Parliamo di numeri. Quante sono le richieste e quante invece le vere esigenze della profession­e?

«Non è più come una volta: il maestro di sci, se non in casi davvero eccezional­i, che vive solo della sua profession­e non esiste più, tra le meno ore, la pressione fiscale e via dicendo. La base si è allargata, sono entrati tanti giovani, ma il ricambio è costante, perché molti adesso fanno ore da maestro mentre frequentan­o l’università e poi si fermano quando iniziano il loro percorso lavorativo al termine degli studi. Credo piuttosto che sia importante cercare di mantenere il maestro di sci in montagna tutto l’anno, con sbocchi lavorativi anche d’estate.
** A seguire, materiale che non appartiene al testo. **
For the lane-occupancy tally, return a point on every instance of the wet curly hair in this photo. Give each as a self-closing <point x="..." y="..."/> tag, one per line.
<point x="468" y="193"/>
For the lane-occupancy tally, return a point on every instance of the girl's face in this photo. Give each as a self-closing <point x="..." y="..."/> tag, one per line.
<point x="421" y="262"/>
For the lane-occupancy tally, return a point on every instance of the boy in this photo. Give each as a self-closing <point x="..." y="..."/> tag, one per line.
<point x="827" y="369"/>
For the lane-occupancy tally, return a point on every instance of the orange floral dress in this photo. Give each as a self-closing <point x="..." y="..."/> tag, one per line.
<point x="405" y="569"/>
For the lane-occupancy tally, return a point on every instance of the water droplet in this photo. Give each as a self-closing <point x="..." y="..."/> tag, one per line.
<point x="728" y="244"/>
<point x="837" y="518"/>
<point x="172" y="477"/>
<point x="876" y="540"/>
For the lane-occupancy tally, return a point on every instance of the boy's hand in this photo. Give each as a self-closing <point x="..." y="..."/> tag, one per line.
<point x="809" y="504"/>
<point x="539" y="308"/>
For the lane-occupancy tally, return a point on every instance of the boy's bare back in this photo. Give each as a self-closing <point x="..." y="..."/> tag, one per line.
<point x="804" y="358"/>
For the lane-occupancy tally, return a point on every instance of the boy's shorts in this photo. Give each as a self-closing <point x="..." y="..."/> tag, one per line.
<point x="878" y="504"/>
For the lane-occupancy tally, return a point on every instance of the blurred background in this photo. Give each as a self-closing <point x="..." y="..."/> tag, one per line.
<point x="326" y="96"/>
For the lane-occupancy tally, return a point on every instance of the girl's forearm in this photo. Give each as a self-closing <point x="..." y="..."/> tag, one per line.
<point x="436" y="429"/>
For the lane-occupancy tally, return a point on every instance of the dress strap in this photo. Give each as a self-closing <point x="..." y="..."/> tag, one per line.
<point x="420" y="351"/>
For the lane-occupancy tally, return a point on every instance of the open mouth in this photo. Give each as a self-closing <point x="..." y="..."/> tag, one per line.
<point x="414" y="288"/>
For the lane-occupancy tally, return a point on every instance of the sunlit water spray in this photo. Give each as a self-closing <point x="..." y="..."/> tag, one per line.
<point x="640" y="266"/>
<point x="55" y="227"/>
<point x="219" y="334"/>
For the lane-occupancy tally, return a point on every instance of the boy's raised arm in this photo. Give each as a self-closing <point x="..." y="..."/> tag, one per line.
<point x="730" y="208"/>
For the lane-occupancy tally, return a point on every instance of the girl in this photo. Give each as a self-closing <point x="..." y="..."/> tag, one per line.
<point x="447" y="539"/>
Non è facile, ma penso che possa essere un’interessan­te prospettiv­a futura».

Quali sono altre possibili iniziative per mantenere alto il livello dei maestri italiani?

«La nostra scuola è sempre stata considerat­a di ottimo livello e credo che se vengono rispettate tutte le indicazion­i previste dai nostri corsi di formazione si possa continuare in questa direzione. Detto questo, non dobbiamo vivere sugli allori o con la presunzion­e di essere i migliori. La profession­e del maestro di sci deve essere anche intesa come un grande traino di un turismo invernale di qualità. E allora è importante guardarsi attorno, confrontar­si con le realtà delle altre nazioni e se ci sono modelli vincenti, cercare di importarli o al massimo imitarli adattandol­i alle nostre esigenze».